This is a bloody falsehood. South Africa will not shrink if land is taxed nor enlarge if subsidised. That applies only to man-made goods. He goes on: “The only way to minimise distortion is by applying a so-called neutral tax. This is easier to define in principle than in detail, but the critical point is that it should apply to ‘all things’ equally, so as to neither encourage nor discourage any particular activity.”
What about activities that don’t just encourage land to be used but punish it if it remains idle?
Some claim that a single tax, such as on land, income, transactions, consumption or currency holdings (the “inflation tax”), would be easiest to administer, but clearly that would maximise distortion.
What we have shown here contradicts this assertion for these distortions result from not taxing land only.
Richard Grant, a previous director of research at the FMF, wrote in his 1994 publication Nationalisation: how governments control you: “The distinction between man-made and natural factors of production, that is, between capital and land… is irrelevant when discussing intervention and taxation: the consequences will be the same for any asset.”
This is a very bold lie too because the state can collect 100 percent of all land rents without South Africa losing a square metre.
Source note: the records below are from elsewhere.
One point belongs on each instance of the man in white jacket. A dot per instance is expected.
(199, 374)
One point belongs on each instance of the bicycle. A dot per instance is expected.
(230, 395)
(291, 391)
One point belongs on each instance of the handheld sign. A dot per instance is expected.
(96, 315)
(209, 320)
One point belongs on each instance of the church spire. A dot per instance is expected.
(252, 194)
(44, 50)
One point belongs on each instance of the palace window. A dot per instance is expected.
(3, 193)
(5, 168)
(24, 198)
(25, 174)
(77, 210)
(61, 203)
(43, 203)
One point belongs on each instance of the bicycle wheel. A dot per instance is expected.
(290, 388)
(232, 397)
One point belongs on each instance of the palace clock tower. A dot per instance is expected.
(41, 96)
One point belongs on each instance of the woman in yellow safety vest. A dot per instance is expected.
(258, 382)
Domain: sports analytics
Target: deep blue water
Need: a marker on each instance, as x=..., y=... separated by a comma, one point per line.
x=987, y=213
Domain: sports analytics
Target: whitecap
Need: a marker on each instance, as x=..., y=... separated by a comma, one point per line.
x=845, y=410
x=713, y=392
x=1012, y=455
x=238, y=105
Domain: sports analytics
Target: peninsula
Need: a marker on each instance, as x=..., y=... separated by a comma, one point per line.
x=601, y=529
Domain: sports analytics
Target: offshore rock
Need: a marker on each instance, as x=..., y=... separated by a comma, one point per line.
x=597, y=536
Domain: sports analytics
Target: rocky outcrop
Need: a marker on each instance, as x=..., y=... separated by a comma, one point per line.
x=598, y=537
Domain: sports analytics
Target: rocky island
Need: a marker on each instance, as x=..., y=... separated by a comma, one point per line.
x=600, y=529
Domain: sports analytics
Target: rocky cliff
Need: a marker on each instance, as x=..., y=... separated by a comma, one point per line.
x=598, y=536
But there would be a rush to drive tractors across the borders if it taxed all the earnings of man-made assets. Even China forswear this.
Is the FMF reading its own recommended text books? Margaret Thatcher held that “No generation has a freehold on this earth. All we have is a life tenancy – with a full repairing lease.”
Robert Solow, the 1987 Nobel economics laureate, wrote: “The user of land should not be allowed to acquire rights of indefinite duration for single payments. For efficiency, for adequate revenue and for justice, every user of land should be required to make an annual payment to government equal to the current rental value of the land that he or she prevents others from using.”
Milton Friedman, the 1976 laureate, said: “There’s a sense in which all taxes are antagonistic to free enterprise – and yet we need taxes… So the question is, which are the least bad taxes? In my opinion the least bad tax is the property tax on the unimproved value of land, the Henry George argument of many, many years ago. ‘Land should be taxed as much as possible and improvements as little as possible’.”
The final spike in the FMF’s coffin is that their vaunted flexible labour market (read even lower wages) collapses when workers have the chance to become millionaires instead, or live like them. Then wage contracts can only be concluded willingly by both sides.
That will signal the end of the landless proletariat as the constitution specifically demands: “The state must take reasonable legislative and other measures, within its available resources, to foster conditions which enable citizens to gain access to land on an equitable basis.”
Peter Meakin is a registered valuer, a member of the SA Institute of Valuers and the chairman of the South African Constitutional Property Rights Foundation.